Salads, cheese and cold meat platters covered the tablecloths. For an event beginning at 10 pm, the 5 courses lasted well into the night. A copy of the menu is below. Even though the international audience of the reception was just one table with only one native English speaker, the menu is in both Arabic and English.

Fresh dill and rind less lemon slices complemented the fish well. The lemon sorbet, I was told, pushed the previously eaten food down, creating an appetite for the following courses. I don’t recall eating truffles before, not in Syria, anyway!

The dessert consisted of a flat apple pie with ice cream along, a piece of wedding cake and exotic fruits. The fruits included delicious custard apple (new to my 3 companions), pineapple, an out of season hard but edible mango, kiwi fruit and the usual banana and apple.

Music, Ceremony and Dancing
Near the start of the evening, a violinist played a few tunes to add to the atmosphere.

The music the couple arrived to was actually the same classical tune my work uses for its radio advertisements. I do not recall its name, but it is not a tune I would normally associate with either radio commercials or weddings.

Around the 3 layers of wedding cake, glorified sparklers lit up the central area and grabbed everyone’s attention.
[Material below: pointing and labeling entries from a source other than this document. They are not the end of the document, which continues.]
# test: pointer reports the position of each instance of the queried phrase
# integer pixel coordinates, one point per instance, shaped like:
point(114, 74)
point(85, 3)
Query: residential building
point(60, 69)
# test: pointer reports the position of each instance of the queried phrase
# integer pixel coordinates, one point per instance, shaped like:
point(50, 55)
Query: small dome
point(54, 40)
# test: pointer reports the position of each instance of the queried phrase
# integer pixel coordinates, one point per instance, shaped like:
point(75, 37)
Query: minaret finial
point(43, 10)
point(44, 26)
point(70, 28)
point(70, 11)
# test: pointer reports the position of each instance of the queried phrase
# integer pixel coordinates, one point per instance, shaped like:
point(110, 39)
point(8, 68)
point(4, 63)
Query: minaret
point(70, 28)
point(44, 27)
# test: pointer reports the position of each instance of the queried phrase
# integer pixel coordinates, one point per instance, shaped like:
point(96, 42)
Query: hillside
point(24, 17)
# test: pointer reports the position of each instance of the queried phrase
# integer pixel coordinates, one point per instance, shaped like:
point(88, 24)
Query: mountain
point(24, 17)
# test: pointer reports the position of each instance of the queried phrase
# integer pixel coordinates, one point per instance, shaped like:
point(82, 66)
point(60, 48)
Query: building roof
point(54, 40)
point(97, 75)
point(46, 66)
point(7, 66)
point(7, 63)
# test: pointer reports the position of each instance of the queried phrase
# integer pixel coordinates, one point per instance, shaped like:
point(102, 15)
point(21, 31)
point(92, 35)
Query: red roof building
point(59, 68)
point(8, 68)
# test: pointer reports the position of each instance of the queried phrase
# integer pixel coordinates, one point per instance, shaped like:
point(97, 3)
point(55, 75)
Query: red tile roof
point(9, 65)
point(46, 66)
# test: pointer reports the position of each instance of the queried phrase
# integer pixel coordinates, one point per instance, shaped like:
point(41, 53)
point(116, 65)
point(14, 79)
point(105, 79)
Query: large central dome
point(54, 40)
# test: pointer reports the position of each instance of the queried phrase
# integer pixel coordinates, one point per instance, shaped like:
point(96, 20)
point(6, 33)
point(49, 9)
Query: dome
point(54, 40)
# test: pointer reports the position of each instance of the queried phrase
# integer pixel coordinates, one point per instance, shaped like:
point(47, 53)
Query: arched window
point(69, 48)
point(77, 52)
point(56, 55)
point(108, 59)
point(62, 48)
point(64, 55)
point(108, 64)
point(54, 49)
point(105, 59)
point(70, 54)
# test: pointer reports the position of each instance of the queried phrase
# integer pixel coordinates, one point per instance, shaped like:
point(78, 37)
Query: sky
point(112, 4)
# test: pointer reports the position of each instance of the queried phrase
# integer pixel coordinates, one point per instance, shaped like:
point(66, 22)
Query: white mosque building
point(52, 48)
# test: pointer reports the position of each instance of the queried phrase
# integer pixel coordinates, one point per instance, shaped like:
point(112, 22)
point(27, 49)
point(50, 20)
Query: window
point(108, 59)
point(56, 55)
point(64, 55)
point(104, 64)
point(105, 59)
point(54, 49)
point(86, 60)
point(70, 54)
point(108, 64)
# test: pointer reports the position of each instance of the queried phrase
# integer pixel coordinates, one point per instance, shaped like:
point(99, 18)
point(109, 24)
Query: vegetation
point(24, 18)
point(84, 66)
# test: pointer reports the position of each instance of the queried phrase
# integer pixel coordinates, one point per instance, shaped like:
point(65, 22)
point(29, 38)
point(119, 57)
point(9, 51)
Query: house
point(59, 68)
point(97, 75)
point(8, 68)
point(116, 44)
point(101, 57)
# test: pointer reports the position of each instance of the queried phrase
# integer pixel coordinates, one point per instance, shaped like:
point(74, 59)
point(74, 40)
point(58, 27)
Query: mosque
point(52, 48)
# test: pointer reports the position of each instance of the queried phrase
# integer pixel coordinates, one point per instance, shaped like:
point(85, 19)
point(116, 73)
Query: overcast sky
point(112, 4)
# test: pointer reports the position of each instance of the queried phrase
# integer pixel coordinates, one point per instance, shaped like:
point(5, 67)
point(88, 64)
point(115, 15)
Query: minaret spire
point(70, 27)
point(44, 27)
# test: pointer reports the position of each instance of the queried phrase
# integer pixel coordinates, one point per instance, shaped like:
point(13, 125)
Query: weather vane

The second live music act was a singer who sang old European standards, largely French, but also the odd English, Spanish and Italian song.

The third, main and final music group included a guitarist, percussionist, keyboardist and singer. This quartet played music very similar to the music at many Turkish weddings, a kind of Arabesque. According to Bangali (who is fluent in Arabic) the singer entertained the audience very well with his singing, quips and remarks.

Unsurprisingly, the couple were the first on the dance floor. Following them were immediate family couples and then other couples joined fray, waltzing to the European standards.

With the Arabesque, more of the guests (including myself) went on the dance floor and danced similarly to the Turkish style I had seen so many times before. I was actually surprised at how many people did dance. I expected the affair to be a bit more conservative.

At various times of the night, some guests ululated (thanks Tom) as a sign of appreciation for the wedding couple.

By 3 am the night was winding down and the four of us joined many of the other guests in exiting the building, saying good bye to the wedding couple and immediate family on the way. Waiting outside for the newly married husband and wife was a Lebanese number plated stretch limousine. I guess the vehicle was going to head to the Pullman hotel, where the husband and wife would enjoy their night together in the penthouse suite …… THE END

I will write more about the trip to Syria and catch up with my emails soon, I promise!